It's a busy train. I have to walk through two carriages to get a seat but finally manage to insert myself next to a woman working on a laptop and opposite a bloke listening to some music. Quality headphones. Not too loud. Good.
And then, opposite, I see her - the well dressed woman with her MacBook spread across the table. She pushes it across so that it covers two table spaces rather than one. Just to make sure her territory isn't invaded, she parks her suitcase on the seat next to her. One of those overnight jobbies, with wheels. And on top of that, her coat with its faux fur trimming.
I'm guessing she's a professional who earns well. She looks smart and has clearly taken care with her appearance.
At first, I assume that as the train fills up, she'll rather begrudgingly move her case and put it with the other luggage in the (admittedly limited) space allocated to it at the end of the carriage. But no - although people are walking up and down, obviously looking for somewhere to sit, she looks out of the window and carries on regardless. By now she's got her headphones on. What kind of music do people like this listen to?
Other passengers who have tried to hog a couple of seats by laying bags or coats down next to them remove the blockages and allow others to sit next to them.

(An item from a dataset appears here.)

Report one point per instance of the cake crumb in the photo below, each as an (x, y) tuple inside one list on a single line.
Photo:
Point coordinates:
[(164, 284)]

But not her.
I stare at the woman. I catch her eye. She stares back at me, all passive aggressive. Does she think I'm eyeying her up? That I fancy her? You've got to be joking, love. Now she looks down and gets stuck into her work.

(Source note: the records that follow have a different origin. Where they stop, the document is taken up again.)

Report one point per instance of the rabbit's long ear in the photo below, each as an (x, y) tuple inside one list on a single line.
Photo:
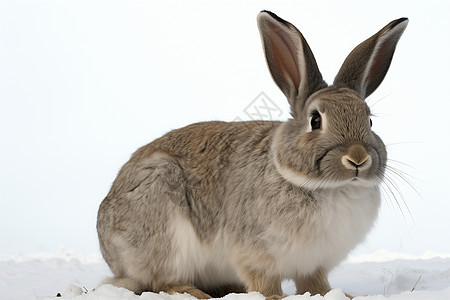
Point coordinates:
[(290, 60), (366, 66)]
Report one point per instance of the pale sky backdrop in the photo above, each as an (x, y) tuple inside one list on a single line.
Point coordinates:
[(83, 84)]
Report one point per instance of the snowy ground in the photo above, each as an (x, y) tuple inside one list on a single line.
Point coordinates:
[(381, 275)]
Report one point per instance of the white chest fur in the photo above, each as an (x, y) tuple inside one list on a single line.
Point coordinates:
[(341, 221)]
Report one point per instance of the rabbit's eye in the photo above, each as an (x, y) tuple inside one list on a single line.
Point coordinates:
[(316, 121)]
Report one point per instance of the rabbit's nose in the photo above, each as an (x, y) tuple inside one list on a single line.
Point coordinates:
[(356, 158)]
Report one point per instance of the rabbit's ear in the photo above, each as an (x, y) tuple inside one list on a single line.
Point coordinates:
[(290, 60), (366, 66)]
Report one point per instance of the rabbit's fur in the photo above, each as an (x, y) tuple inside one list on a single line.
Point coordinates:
[(220, 207)]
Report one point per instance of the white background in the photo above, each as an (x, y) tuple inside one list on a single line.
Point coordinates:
[(85, 83)]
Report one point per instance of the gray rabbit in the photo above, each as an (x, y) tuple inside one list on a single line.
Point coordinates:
[(219, 207)]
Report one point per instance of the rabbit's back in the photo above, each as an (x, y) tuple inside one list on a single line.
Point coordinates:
[(170, 195)]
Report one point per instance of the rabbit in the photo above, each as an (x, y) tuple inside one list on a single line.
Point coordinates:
[(233, 207)]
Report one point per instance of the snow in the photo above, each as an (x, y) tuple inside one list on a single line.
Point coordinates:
[(381, 275)]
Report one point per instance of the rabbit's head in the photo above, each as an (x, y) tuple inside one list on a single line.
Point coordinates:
[(329, 142)]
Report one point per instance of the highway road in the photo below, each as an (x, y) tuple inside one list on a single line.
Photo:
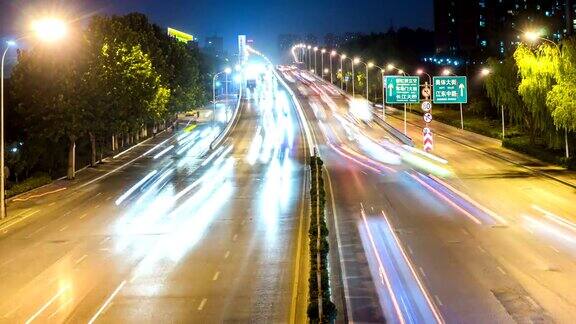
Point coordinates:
[(458, 237), (180, 233)]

Don't worry, any moment now, one of the people who can't find a seat will get fed up, and just ask her to move the case so they they can sit down. I'm willing each and everyone one of them to do it. As a fellow stands in the aisle looking down the carriage, I nod in what I hope is an expressive way at the seat with the bag. He looks down embarrassed, adjusts his fly, and moves on.
Surely, someone will soon demand the space. The train is rammed. She will apologise, shift her bag, and we'll all be OK.
Except that it never happens. The great British reserve - more properly called cowardice - which prevents me from directly asking her to move her bag, is also holding back the other passengers, even those with nowhere to sit.
Eventually, somewhere south of Watford, the carriage clears. She's got away with it. Damn. I walk down to the loo. I see other single passengers who've hogged a double seat to themselves too. Yet in the vestibules I'm having to scrape past people standing.
A large extended family with maybe seven or eight members - including a girl I'd estimate at being around 9 years of age and a teenage lad - are on their feet all the way home, grouped together in the smelly passage outside the loo.
Why didn't I speak up and encourage one of them to challenge the selfish woman? Why didn't the Train Manager try and match up the loose passengers with the empty places and remind everyone over the tannoy that seats are for people not luggage. I've heard it done on other services.
Most of all, why didn't the woman herself feel a sense of shame and embarrassment at denying fellow travellers a seat they had paid for?
A growing selfishness is afoot in the public realm. I travel on the trains regularly, and hear passengers playing music and films out loud without the shield of headphones; I hear loud swearing apparently oblivious to the presence of children.
Nothing though quite riles me so much as passengers expecting first class levels of space and comfort while playing standard fare.